From a young age, she felt inspired by cousins to study medicine who were also in the field.  She graduated from Hunter College in New York in 1951.  In 1954, Dr. Wenger attended Harvard University as the fifth class of women.  She did her residency and cardiology fellowship training at Mount Sinai Hospital in New York, where she met her husband, Dr. Julius Wenger.  She and her husband moved to Atlanta after he was offered a prestigious faculty position at Emory University School of Medicine.  She was based at Grady Memorial Hospital, where she has had a long and successful career in cardiology.  Dr. Wenger has been a leader in the science of cardiology in women and contributed to the advances in the field.  Among her many achievements, she was editor of the American Journal of Geriatric Cardiology and founded Society of Geriatric Cardiology.  She has authored and co-authored many scientific articles.  She has won numerous prestigious awards and mentored numerous women who were training in medicine.

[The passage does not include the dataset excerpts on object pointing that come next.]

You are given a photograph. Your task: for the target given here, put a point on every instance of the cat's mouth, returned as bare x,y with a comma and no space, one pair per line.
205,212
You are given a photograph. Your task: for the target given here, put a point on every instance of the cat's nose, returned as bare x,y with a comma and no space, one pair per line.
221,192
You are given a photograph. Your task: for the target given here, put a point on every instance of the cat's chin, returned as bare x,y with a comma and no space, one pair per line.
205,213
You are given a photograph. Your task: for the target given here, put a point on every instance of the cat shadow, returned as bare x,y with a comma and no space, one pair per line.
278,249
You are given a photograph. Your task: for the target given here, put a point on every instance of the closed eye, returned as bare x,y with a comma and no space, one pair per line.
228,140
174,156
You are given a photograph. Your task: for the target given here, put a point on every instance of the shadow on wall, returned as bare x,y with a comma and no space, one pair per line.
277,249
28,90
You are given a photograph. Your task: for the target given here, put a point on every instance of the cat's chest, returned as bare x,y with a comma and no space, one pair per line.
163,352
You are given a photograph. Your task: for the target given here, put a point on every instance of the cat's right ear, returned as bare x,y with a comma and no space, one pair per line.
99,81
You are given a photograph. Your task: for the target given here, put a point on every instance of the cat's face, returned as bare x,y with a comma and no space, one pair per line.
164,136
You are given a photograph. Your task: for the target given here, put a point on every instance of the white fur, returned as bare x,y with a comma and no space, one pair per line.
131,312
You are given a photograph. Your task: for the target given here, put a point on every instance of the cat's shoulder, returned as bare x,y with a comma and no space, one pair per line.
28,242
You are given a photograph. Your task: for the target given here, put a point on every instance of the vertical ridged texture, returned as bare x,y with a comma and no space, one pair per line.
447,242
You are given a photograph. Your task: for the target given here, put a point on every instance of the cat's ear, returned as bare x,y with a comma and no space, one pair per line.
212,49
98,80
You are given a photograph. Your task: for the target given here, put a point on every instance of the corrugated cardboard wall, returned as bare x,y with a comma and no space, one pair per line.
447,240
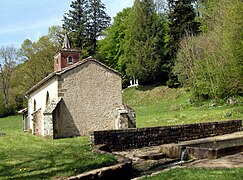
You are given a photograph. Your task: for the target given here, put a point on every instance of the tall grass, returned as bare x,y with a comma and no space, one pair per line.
24,156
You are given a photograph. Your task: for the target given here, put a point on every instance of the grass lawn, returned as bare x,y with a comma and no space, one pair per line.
199,174
160,106
24,156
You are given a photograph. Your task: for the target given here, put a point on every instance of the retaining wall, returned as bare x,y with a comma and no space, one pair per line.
118,140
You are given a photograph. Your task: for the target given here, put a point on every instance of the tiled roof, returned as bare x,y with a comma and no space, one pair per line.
52,75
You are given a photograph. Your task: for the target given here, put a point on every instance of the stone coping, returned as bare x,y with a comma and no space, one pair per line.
121,170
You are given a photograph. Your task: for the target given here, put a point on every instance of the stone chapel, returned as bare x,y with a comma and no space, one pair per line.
77,98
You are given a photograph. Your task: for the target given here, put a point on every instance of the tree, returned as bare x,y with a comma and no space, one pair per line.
111,47
98,21
144,42
39,57
8,60
85,22
216,55
182,22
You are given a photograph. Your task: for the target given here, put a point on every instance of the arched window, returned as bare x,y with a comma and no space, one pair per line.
34,105
70,60
47,99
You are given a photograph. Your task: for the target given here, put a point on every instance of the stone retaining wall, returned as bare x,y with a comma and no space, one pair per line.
118,140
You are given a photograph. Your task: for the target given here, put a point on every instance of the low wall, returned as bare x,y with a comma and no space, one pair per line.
118,140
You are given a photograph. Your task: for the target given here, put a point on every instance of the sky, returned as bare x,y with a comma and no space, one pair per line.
30,19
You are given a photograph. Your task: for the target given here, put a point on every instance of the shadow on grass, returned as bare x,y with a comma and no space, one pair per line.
50,169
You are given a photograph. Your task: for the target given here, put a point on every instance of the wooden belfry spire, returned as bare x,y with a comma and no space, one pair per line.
66,43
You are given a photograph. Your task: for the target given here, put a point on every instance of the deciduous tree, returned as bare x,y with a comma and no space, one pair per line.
8,61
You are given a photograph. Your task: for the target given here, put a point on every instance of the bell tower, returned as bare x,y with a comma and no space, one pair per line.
66,56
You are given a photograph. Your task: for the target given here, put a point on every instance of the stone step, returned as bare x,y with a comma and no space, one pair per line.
151,156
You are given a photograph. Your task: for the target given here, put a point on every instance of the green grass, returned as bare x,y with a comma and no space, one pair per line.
24,156
159,106
199,174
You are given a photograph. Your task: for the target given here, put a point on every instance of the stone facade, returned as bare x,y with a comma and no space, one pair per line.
82,98
77,98
118,140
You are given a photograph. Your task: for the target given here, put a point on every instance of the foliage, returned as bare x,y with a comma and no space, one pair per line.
112,46
182,20
199,173
8,61
160,105
144,50
24,156
38,58
212,63
85,22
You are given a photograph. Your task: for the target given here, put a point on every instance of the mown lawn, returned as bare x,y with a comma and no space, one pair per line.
199,174
161,106
24,156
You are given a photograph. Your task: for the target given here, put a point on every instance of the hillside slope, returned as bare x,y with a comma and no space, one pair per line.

Dr. Wenger joined Hadassah and became a member of Ahavath Achim Congregation on their arrival to Atlanta.  She and her husband have three daughters: Deborah, Judith, and Beth, all of whom attended Sunday school at Ahavath Achim, and have successful careers of their own. 

SCOPE OF INTERVIEW 

Dr. Nanette Wenger begins the interview talking about her parents who came to New York from a small town near Kiev around World War I.  She relates a charming family story of her father’s journey to the United States during Yom Kippur.  She reflects that she grew up attending symphony and opera with her sister.  She discusses her education in New York and reflects that she knew at a young age that she would have a career in medicine.  She talks about attending medical school at Harvard University and being in one of the first classes of women in a field dominated by men.  

She talks about meeting her husband, Dr. Julius Wenger, at Mount Sinai Hospital where she was doing her residency.  She discusses moving to Atlanta in the 1950s with him and her first impressions of living in a segregated society.  She discusses her clinic at Grady Memorial Hospital, a segregated facility, and how she contributed in its desegregation.  She talks about her friendship with Martin Luther King, Jr., and his wife Coretta and entertaining them at her home.  She talks about Rabbis Harry Epstein and Jacob Rothschild’s leadership during the Civil Rights Era.